Without the value of moral outrage — for which Martin Luther King, Jr. had tremendous appreciation and respect — the civil rights movement likely would have failed, or at least languished. Without a strong and clear moral vision, the courage to express it, and the willingness to die for it, slavery may have persisted in America for far longer than it did. Without a healthy sense of what’s morally agreeable and what’s morally reprehensible, progress of any kind is likely impossible.

So the point here isn’t that we ought to embrace moral relativism, indifference, or lethargy, but to challenge the position that moral outrage should take its place as a core value in American society.
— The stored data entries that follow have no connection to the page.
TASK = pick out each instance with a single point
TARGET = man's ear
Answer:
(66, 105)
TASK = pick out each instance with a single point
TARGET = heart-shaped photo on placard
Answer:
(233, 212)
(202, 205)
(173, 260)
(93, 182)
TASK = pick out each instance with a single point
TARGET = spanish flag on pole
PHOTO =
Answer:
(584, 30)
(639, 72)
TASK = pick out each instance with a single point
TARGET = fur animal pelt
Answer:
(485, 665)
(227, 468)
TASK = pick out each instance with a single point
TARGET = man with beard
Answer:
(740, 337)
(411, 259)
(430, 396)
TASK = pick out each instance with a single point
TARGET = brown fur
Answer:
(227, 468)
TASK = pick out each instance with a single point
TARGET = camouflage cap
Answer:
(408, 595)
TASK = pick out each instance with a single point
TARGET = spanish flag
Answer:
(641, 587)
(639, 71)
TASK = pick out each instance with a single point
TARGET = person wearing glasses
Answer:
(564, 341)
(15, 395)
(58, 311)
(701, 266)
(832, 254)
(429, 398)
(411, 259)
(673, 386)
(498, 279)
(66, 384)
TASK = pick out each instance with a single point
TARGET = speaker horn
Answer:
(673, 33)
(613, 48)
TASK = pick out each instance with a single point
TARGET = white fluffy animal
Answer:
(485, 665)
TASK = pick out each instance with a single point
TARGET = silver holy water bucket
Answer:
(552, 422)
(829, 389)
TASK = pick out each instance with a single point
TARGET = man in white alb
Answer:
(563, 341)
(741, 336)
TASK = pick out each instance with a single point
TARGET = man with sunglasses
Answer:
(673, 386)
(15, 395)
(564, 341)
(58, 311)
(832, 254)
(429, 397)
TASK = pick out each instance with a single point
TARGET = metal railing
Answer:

By elevating outrage to such a high position, we have all but guaranteed that, eventually, a purely performative — and permanent — reactionary outrage will pervade society. That is what Twitter has become. It’s what will be on tonight, and tomorrow, and the next day, on cable news networks during primetime hours.

The saying that we’re seeing a lot of recently, “If you’re not outraged, you’re not paying attention,” equates being informed with an obligation to be outraged, turning an emotion into a moral imperative. The dangers that face a culture that lives by this rule cannot be understated; equating being engaged with an obligation to be outraged is an easy way to guarantee a permanent culture war and a miserable future, as — perhaps unsurprisingly — the emotional costs of living in a furious society are high. After all, anger has been shown to negatively impact health, and it would be unsurprising if outrage culture turns out to be similarly impacting America’s rising suicide rates, its opioid crisis, and its epidemic of depression.

To combat outrage culture, columnist David Von Drehle encourages readers to “switch away from the televised outrage orgies that masquerade as news. Resist the urge to get worked up about stupid stuff that knuckleheads say. Spend more time among reasonable people doing healthy things.” Writer Trent Eady argues for more humility, for treating people as individuals and not as political symbols or representatives of their perceived identity groups, for being diplomatic and strategic in pursuit of the change one wishes to make. Recently at the Munk Debates in Toronto, Stephen Fry evoked the spirit of Bertrand Russell, and urged Western civilization “not to be too earnest, too pompous, too serious [or]…too certain” and to “let doubt prevail.”

Any combination of these suggestions would do well to begin the process of dethroning the value of moral outrage. But, like with any epidemic, the first step must be widespread awareness. The more Americans grasp that their moral sensibilities are being manipulated by a set of mutually-intensifying and degrading processes, the more our culture will begin to shake itself from our numbness and our permanent state of anger.

Our national discussion is the story we tell ourselves about ourselves, and right now, it’s poisoned with fury. We are telling each other a needlessly outrageous story in an effort to maintain a dysfunctional and harmful core value. If we are to live in harmony with one another and pursue a peaceful future, that has to change. After all, we are what we believe we are.